[fpc-devel] Unicode and UTF8String

Mon Dec 1 16:36:23 CET 2008

Martin Friebe schrieb:
> Marco van de Voort wrote:
>> In our previous episode, Martin Friebe said:
>>  
>>> Of course they are still there, to be used in the few parts of your
>>> code, where you specialize on whatever string type you deal with.
>>> But otherwise, using  RTLString  IMHO will abandon this part of
>>> pascal syntax.
>>>     
>> It removes ASCII legacy. I don't see you complaining about the fact that
>> char is not 8 bit anymore, and that that abandons that part of the pascal
>> syntax.
>>   
> It does not abandon the syntax.  It only adds to it's meaning (*adds*,
> any existing meaning is unaltered.).
> 
> I can still do:  foo[1]  for *any* type of string. (well yes even
> RTLstring, but see below)
> - If string happens to be an old ascii string, that still works as it
> always has
> - If string happens to be any unicode => that is still the same syntax,
> but with a new meaning.
>  The new meaning doe snot break anything, because it only applies to new
> types.
>  It is usable too, because I know, I am dealing with codepoints, or sub
> code points.

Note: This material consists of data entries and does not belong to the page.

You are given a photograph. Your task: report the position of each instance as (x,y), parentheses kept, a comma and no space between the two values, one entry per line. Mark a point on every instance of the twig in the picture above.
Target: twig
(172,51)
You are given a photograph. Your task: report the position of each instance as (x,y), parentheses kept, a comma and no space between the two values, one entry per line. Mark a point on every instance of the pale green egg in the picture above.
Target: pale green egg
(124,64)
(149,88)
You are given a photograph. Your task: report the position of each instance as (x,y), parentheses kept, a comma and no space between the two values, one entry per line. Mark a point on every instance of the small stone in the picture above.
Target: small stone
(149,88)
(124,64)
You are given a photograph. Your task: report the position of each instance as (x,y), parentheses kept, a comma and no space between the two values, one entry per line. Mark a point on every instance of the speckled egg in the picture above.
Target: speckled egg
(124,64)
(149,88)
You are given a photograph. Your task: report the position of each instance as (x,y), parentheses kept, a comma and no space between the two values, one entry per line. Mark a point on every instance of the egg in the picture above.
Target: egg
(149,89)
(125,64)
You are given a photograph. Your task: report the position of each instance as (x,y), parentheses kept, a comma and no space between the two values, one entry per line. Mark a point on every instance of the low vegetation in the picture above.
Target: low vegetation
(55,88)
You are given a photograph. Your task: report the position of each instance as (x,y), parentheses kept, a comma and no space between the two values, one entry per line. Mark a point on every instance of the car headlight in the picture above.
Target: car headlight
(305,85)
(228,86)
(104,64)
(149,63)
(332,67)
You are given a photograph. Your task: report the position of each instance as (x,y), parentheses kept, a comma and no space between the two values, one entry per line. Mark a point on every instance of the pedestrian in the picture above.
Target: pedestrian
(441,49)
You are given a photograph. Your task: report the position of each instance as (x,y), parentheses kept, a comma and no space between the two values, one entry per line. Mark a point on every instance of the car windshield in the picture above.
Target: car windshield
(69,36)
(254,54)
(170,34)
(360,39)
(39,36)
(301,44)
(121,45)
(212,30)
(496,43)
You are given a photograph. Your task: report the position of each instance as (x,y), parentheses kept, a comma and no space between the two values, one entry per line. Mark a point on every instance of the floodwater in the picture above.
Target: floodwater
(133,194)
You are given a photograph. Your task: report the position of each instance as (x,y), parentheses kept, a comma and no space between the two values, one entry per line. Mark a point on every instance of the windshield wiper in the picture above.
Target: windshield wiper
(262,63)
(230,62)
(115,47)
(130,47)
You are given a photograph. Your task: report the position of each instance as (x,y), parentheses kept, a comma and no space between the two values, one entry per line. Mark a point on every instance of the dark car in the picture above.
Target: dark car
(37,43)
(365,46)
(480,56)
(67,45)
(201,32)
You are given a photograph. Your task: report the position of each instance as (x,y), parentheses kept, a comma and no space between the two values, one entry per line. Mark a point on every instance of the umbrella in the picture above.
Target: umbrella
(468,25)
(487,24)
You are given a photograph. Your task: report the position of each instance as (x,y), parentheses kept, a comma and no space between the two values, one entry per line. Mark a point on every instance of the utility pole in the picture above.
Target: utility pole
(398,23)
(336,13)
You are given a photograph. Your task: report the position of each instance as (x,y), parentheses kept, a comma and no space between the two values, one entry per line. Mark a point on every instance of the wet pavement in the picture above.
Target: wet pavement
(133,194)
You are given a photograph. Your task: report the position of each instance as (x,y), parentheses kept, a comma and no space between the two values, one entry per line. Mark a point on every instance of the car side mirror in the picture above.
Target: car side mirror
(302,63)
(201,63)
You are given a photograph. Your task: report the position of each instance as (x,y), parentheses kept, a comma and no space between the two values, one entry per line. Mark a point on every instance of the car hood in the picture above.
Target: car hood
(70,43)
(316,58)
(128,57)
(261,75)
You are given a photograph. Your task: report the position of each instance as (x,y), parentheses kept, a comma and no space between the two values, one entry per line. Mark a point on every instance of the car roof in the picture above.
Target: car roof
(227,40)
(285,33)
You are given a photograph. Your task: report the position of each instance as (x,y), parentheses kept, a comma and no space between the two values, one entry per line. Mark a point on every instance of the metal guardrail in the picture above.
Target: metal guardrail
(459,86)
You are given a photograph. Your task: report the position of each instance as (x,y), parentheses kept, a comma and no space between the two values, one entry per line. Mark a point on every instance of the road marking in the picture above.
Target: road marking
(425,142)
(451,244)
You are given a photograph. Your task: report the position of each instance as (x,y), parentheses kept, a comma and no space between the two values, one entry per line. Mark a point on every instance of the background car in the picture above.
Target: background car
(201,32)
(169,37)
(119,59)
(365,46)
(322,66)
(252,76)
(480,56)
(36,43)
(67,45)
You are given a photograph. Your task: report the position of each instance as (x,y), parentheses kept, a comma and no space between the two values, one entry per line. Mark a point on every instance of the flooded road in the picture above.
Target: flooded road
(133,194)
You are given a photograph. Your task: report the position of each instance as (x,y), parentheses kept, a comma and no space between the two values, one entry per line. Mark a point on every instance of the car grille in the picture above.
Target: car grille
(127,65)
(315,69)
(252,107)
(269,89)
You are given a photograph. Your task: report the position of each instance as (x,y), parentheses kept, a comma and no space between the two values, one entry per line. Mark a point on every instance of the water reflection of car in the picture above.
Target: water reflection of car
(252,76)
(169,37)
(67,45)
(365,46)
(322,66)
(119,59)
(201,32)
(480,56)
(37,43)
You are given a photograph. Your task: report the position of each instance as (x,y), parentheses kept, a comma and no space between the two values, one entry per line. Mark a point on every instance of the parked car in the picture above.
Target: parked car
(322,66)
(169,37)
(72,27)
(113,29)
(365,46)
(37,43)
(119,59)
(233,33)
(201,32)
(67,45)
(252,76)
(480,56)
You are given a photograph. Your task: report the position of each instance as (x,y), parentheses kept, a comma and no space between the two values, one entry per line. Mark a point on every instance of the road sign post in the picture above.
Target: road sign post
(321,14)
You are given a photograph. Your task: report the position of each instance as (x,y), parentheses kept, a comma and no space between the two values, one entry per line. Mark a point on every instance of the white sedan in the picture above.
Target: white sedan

And I know how they look, and how to identify them
> 
> The introduction of RTLString is fine. I do say it is a good thing.
> RTLString does not interfere with the above. In fact even for RTLstring
> the syntax  foo[1]  does exist. Just it is not useful. If I tread it as
> utf8 sub code point, I can be wrong. If I tread it as ascii, I can be
> wrong. If I tread it as UTF16 I can be wrong
> 
> My argument was not against RTLString. However it was my understanding
> that RTL functions will "enforce" RTLString. That they will only exist
> for RTLString, and they will *not* exist for other string types.
> That I would call enforcing RTLString, because of penalties on using
> other string types.
> 
> I acknowledge, that if the end result of calling the RTL function, is an
> OS call, the conversation/penalty is always there. But not every RTL
> function ends up in an OS call.
> 
>>> I admit that the Problem started (and that has been discussed more
>>> than enough) starts with UTF8string (yes even with utf16 string). But
>>> in this case those functions became a new, but predictable meaning. I
>>> can do utf8string[1], and I can use the result. Only I have to be
>>> aware what it means.
>>>     
>>
>> Yes. As widestring[1] also requires interpretation. That's unicode.
>>   
> See above: Yes it requires interpretation. But it allows me to do so
> 
> I can not see how I can interpret RtlString[1]. If the result is bigger
> than 128, then I must know what type it is. If it is ANSI, it is a
> single byte char. If it is utf8, it is a sub-codepoint which will be
> part of a codepoint.
> If it is widestring, well yes, here breaks my assumption that
> RtlString[1] returns a byte.... ouch
> 

I see this as a theoretic consideration. Please give a real world (!)
code example when this causes a problem.

If you assign the result of an rtl function to an rtlstring, this means
you don't care about the type of rtlstring[1] or the knowledge, that
it's type is rtlchar is enough for you. If you assign it to an
ansistring/widestring whatever, you know what you get.